Dan akhirnya, sudah nggak terhitung lagi gimana terharunya saya tiap kali baca komentar-komentar dan kesan kalian di bab-bab wattpad ataupun di DM. Pasti ada saja komentar dan dukungan kalian yang bikin terharu😭
Untuk yang terakhir, adakah pesan dan kesan yang mau kalian sampaikan buat cerita ini? Atau mungkin ada yang mau disampaikan buat tokoh-tokohnya? Adakah momen-momen berkesan di Slow Days ini yang mau kalian ceritakan? Silakan tulis di kolom komentar, ya. Saya, Hasta, Hawa, Mbak Laras, Damar, Mas Cahyo, dst. akan senang sekali untuk bacanya.
Terakhir, sekali lagi saya mau ucapkan terima kasih yang sebanyak-banyaknya untuk semua dukungan pembaca. Terima kasih sudah mau menemani Hasta dan keluarganya melewati banyak hari-hari lambat yang penuh kejutan luar biasa.
Untuk extra part, saya belum tahu bisa dibikin kapan. Karena untuk sementara waktu, saya butuh pulih dari perasaan kekosongan setelah menamatkan cerita ini😭🙏🏻 Tapi tenang, saya beneran sudah ada niatan, kok.

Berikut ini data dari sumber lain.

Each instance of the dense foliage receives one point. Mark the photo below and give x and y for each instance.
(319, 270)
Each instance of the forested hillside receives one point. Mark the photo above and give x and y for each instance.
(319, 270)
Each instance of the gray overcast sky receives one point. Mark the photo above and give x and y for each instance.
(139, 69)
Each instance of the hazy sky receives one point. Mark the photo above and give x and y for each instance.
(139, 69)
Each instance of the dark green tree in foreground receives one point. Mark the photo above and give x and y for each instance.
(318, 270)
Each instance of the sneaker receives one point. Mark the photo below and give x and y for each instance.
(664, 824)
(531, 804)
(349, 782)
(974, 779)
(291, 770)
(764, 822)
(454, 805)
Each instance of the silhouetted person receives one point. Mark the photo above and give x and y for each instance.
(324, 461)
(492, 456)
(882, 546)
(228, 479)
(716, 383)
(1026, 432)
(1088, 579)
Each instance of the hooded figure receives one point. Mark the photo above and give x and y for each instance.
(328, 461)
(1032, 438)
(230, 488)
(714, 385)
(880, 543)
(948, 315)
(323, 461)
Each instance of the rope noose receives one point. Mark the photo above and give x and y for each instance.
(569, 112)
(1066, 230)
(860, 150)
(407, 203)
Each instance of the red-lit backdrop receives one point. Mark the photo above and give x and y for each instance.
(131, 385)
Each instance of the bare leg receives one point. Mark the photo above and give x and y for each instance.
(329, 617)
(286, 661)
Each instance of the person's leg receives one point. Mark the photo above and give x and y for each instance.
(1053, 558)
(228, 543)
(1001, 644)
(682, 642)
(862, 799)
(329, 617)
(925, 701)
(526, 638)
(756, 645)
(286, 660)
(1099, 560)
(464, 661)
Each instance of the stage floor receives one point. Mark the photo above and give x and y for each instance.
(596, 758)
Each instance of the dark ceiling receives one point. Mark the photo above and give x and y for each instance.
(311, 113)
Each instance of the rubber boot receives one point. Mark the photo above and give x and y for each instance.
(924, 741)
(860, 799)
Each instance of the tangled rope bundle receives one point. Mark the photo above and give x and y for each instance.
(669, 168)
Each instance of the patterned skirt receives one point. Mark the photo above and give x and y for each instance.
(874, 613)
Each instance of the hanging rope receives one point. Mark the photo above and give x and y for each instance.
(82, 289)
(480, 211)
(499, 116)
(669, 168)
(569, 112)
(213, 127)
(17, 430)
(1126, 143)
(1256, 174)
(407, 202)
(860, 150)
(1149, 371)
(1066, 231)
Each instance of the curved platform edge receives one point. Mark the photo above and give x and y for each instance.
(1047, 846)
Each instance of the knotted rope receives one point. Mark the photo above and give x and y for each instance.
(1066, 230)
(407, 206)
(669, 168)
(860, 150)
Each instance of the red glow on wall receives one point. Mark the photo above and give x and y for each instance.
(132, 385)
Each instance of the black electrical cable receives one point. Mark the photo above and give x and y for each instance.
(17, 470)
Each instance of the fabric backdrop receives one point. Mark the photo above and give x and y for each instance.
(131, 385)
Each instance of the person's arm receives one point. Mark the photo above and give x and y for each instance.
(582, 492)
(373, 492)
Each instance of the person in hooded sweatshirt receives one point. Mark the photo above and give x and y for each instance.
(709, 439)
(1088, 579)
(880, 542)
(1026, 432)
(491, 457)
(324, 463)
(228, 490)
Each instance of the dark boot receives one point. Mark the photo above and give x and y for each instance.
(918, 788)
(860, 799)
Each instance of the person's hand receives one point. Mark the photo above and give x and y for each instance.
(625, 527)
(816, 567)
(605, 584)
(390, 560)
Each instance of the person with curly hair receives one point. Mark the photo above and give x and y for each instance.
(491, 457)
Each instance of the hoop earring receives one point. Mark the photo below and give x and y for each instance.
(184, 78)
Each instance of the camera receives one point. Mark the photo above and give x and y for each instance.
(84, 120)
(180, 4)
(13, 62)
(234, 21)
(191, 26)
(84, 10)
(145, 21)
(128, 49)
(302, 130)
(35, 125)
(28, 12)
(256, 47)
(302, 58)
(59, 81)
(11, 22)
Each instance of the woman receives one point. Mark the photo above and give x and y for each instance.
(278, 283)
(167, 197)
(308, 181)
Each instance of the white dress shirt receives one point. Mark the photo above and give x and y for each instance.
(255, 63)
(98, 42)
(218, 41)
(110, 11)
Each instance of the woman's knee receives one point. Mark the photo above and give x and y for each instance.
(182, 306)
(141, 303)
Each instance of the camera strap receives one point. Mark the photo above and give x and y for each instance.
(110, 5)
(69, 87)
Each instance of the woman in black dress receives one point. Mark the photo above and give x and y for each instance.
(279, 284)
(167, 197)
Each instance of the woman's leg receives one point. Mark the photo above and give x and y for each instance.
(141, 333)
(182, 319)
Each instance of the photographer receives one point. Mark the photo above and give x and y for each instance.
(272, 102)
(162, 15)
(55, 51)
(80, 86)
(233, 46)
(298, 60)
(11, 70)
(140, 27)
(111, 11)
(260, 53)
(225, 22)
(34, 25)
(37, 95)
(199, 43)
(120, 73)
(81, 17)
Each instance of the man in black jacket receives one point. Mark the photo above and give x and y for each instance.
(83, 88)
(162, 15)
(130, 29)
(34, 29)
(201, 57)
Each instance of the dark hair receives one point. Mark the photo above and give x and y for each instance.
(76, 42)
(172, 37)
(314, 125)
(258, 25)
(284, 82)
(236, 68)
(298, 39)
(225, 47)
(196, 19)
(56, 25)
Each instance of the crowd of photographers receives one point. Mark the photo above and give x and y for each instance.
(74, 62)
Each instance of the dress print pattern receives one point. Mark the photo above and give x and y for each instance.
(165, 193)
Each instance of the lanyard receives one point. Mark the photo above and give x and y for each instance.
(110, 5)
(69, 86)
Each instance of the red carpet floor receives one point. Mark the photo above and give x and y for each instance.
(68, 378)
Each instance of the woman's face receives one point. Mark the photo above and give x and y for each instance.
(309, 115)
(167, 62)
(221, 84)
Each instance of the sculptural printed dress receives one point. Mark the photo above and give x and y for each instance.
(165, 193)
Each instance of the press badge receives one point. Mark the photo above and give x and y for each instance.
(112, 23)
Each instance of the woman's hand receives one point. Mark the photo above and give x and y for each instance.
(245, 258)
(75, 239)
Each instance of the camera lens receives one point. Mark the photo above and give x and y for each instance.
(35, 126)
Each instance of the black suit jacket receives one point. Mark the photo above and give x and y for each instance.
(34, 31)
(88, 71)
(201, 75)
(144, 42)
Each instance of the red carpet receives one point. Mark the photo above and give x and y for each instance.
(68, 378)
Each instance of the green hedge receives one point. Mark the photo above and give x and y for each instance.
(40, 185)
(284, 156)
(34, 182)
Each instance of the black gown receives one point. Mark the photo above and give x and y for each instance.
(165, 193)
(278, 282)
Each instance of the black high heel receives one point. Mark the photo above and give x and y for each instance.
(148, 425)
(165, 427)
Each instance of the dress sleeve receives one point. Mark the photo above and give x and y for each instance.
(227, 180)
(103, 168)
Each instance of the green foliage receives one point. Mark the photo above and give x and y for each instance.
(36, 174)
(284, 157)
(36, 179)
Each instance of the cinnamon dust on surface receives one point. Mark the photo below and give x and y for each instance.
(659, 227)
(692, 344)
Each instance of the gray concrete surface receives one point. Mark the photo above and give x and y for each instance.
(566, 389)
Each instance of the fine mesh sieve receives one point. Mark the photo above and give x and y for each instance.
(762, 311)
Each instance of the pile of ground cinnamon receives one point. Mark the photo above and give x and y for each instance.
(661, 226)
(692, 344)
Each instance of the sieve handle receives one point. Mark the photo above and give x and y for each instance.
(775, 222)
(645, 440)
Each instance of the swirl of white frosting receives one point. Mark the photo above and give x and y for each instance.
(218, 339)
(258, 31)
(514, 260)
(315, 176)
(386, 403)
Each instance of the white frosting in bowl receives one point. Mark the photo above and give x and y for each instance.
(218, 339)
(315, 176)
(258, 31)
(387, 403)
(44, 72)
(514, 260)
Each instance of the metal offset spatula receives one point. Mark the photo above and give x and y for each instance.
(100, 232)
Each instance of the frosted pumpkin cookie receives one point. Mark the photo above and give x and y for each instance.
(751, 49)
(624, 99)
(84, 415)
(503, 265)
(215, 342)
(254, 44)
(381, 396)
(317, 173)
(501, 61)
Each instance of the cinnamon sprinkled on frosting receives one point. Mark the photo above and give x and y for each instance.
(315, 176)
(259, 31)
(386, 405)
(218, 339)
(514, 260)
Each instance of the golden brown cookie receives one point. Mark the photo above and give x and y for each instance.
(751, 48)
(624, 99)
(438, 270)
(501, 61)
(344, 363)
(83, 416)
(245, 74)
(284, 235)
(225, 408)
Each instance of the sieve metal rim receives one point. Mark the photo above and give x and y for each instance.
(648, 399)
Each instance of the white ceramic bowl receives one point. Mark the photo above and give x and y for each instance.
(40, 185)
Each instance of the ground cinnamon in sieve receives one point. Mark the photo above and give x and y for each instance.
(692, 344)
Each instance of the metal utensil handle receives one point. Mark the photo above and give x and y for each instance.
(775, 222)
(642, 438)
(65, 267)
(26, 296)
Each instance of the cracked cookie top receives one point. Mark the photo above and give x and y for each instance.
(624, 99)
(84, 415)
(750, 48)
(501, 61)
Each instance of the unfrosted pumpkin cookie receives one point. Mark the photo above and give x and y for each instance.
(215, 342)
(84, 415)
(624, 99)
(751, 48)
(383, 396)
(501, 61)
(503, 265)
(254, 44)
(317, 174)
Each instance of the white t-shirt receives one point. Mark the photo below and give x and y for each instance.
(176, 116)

Saya juga bisa kasih bocoran kalau di extra part nanti akan muncul tokoh yang nggak disangka-sangka bakal nemenin Hasta (dan saya yakin kalian pasti juga kangen banget sama tokoh satu itu🥰). Jadi, semoga kalian bakal tetap semangat nungguin extra part ini, ya. Doakan, semoga saya lancar nulisnya dan bisa kasih kalian satu kejutan lagi yang nggak kalah berkesan.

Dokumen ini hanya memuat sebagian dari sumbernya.